Lady Violet Pays a Call by Grace Burrowes

Lady Violet Pays a Call by Grace Burrowes

Author:Grace Burrowes [Burrowes, Grace]
Language: eng
Format: epub
ISBN: 9781956975239
Publisher: Grace Burrowes Publishing


Chapter Nine

HUGH

“I am not the problem.” I muttered these words in French to Charlemagne, who responded with a flick of his hairy ear as he plodded along the lane to the village. “Is this a good thing, that I am not the problem, or a bad thing? If I were the problem, I could fix me. But if I am not the problem…”

That meant Ann was the problem, and yet, nothing about my wife struck me as problematic. She was quick-witted in ways I was not. She was a devoted mother, and the staff at Belle Terre respected her. She was honorable—too honorable, perhaps, but no, one could not be too honorable.

She was attractive to me. She always had been. The years had added gravity to her Celtic good looks, and I had learned to value women for more than their strong stomachs in the infirmary or friendly smiles elsewhere.

Not just yet, she had said.

Charlemagne shied at an invisible rabbit, as was his habit when my attention wandered from the important business of riding my horse down a lane we’d both traveled dozens of times. He enjoyed a brisk morning hack, but trundling about in the afternoon heat tried his equine nerves sorely.

Or so he would have me believe.

“What tries Ann’s nerves?”

Crowds, bigotry, dishonesty, musty wardrobes, disloyal staff, drunken excesses, public lasciviousness, injustice. Ann had enjoyed our marital romping—as best I could tell—but she’d never been comfortable with the ribaldry that passed for soldierly good cheer.

Neither had I. I had seen that ribaldry become a loathsome evil when sieges broke, to the everlasting shame of the entire British Army.

A disquieting thought leaped out from the hedges of my musings. “Could Ann love another?”

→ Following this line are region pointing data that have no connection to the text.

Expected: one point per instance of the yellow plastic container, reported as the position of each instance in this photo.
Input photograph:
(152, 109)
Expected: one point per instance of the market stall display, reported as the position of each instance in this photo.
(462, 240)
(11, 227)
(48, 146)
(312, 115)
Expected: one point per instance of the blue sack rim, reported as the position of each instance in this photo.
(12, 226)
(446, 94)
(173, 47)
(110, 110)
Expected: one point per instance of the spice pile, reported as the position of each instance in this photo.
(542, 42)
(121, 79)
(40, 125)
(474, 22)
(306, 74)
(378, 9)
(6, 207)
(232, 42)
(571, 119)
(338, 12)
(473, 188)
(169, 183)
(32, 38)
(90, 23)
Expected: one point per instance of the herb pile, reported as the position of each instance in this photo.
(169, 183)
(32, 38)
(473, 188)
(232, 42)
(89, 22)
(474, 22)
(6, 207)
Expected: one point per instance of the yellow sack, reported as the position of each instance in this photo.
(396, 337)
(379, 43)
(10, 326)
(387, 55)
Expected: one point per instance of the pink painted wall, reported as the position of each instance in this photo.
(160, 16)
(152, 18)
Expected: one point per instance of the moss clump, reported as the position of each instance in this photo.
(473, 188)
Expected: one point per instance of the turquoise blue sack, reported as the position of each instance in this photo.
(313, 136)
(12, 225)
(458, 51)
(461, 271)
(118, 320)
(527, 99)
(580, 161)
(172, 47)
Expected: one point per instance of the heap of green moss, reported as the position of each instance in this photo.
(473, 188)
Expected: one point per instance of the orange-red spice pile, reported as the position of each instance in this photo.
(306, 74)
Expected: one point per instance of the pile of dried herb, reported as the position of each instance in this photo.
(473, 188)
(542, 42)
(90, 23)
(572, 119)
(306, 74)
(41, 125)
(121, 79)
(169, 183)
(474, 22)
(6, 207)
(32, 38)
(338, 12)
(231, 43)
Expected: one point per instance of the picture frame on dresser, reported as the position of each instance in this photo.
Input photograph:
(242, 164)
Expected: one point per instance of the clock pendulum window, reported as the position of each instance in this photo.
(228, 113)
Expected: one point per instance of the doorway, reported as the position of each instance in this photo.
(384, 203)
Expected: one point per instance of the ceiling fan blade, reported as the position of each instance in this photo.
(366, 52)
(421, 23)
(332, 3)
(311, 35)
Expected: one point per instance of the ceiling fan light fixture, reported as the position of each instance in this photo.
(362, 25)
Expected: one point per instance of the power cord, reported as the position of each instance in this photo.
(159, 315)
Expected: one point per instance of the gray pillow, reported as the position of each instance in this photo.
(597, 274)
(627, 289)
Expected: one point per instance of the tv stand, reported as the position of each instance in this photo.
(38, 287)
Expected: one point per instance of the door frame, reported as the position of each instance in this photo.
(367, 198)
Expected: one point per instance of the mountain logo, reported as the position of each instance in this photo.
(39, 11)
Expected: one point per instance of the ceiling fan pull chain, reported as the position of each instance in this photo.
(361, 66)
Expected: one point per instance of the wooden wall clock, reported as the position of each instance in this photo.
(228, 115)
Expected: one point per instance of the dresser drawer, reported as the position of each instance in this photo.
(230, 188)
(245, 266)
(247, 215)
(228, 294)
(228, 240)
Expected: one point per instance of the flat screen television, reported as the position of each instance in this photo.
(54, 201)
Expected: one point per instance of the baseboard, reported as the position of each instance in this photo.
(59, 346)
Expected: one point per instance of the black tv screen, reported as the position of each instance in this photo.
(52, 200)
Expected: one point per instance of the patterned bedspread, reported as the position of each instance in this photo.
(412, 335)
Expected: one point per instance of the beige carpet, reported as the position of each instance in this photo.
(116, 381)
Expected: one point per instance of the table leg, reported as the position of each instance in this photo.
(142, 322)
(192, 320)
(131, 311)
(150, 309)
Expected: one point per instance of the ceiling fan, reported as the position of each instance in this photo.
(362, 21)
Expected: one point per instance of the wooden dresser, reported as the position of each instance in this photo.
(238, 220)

Marrying me had been an alternative to what would have amounted to serial rape, a lowering recollection. Having been all but forced into marriage with me, wouldn’t Ann—thinking herself again a widow upon my supposed death?—relish the chance to choose a man on her own terms?

“I will have to ask her.”

Charlemagne snorted—at the dust of the road, of course. Summer was a dusty season.

When was a good time to ask one’s wife if her affections were fixed elsewhere? And what mental infirmity had prompted me to announce that I would voluntarily surrender my cot in the dressing closet for the pleasures of solitary insomnia?

The answer to that question was obvious: Arrogant stupidity had prompted my decision. I had been desperate for Ann to instead invite me into the marital bed, and she had called my bluff.

As the arched bridge came into view, I offered up a prayer for Lady Violet and Lord Dunkeld. May the good God spare them from stupidity. The child, which I was coming to think of as our child in a general sense, needed parents and step-parents in charity with one another.

The village appeared to be enjoying a peaceful afternoon nap. Mrs. Fletcher was watering the salvia that grew so prettily beside the livery barn, a sole equine hanging his head over a half door to watch her.